I felt a bit like this recently - I really didn't want to do any work - I felt sick of it and had to move all my deadlines further away. I took a bit of time out and then returned to it. Since coming back to it, I haven't really allowed myself to think much about how good it is but rather have just focused on getting it done. A friend once told me to aim for "dumb but done". It really helps!
It could be a bit of perfectionism / fear of it not being as good as you want it to be / something similar that is stalling you. Maybe you think that the amount you have to do isn't actually doable in the time you have? Have you adequately planned - breaking down each section etc and designating time for writing it? Procrastination comes in many shapes and sizes.
Hope this stimulates some useful thought. You'll get there in the end!
I have been in your exact situation for a while and only recently have I started to get myself out of it.
I have so much to do that the very thought of it puts me off, I think to myself that there's no way I will get it done in the time I have today so it can wait until another day.
However, I recently spent a few days breaking down absolutely everything I have to do into smaller tasks, instead of thinking I have the data of 100 surveys to input into SPSS I wrote down "input 1-10", "input 11-21" etc and thinking of doing 10 at a time is a lot less scary than thinking of doing 100 and I have actually managed to get the whole data set input in less than a week by doing it this way. The main reason for this is because in my head I have had 10 to do and it has got me to actually sit down and focus and I ended up doing more. Plus on the day that I did only do 10, I still achieved what I had set out to when I sat down so I didn't walk away from my desk feeling like I had let myself down by not doing the whole lot.
pm133 and Tudor_Queen have both mentioned breaking down your to do list into smaller chunks and trust me, it honestly does work.

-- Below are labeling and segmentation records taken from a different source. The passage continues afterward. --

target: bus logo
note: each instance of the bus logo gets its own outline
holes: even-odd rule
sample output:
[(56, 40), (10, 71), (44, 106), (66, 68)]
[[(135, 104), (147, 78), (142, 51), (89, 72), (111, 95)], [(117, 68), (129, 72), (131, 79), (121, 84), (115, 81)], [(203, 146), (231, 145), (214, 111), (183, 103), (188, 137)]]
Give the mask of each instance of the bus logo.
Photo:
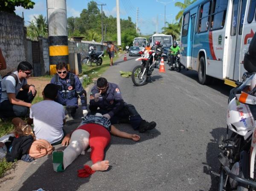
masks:
[(250, 44), (250, 42), (251, 40), (248, 40), (248, 38), (251, 38), (253, 37), (253, 35), (254, 35), (254, 33), (253, 31), (253, 30), (251, 29), (250, 32), (249, 34), (247, 34), (244, 37), (244, 44)]
[(222, 42), (222, 36), (219, 35), (218, 37), (218, 45), (221, 45), (221, 42)]

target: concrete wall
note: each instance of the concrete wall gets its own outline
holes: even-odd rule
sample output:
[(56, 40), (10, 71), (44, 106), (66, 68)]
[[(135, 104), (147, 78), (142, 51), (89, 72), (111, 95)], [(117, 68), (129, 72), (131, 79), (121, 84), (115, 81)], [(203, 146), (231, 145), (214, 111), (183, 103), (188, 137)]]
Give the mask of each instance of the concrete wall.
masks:
[(0, 11), (0, 48), (7, 66), (0, 72), (2, 75), (15, 71), (19, 63), (26, 60), (26, 35), (23, 18)]

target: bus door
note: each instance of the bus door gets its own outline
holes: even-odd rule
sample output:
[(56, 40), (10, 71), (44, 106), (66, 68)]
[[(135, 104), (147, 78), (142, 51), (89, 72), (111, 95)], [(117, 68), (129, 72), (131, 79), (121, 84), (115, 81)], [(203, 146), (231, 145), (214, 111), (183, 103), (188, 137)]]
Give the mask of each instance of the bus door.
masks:
[(193, 47), (194, 45), (194, 36), (195, 36), (195, 16), (196, 14), (192, 14), (190, 16), (190, 41), (191, 46), (189, 46), (189, 48), (190, 50), (188, 51), (191, 53), (191, 60), (189, 63), (188, 67), (193, 68), (193, 63), (194, 63), (195, 61), (196, 62), (197, 58), (195, 58), (193, 56)]
[(228, 70), (228, 77), (231, 80), (239, 80), (239, 66), (242, 32), (246, 0), (233, 0), (230, 31), (231, 54), (229, 55), (230, 67)]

Thank you, all, for your advice. I ended up being diagnosed with MS. I suffered from cognitive fog and I felt like a failure because I just could not think. I got a chance to finish my phd. I'm still working and I followed your advice of breaking down my tasks.
Don’t be hard on your self. MS might impact on your whole life and this is something out of your control. As they said try to break tasks and dont exhaust your self. My sister is a neurologist specialized in Ms and she always talk about her patients professional success so you can do it.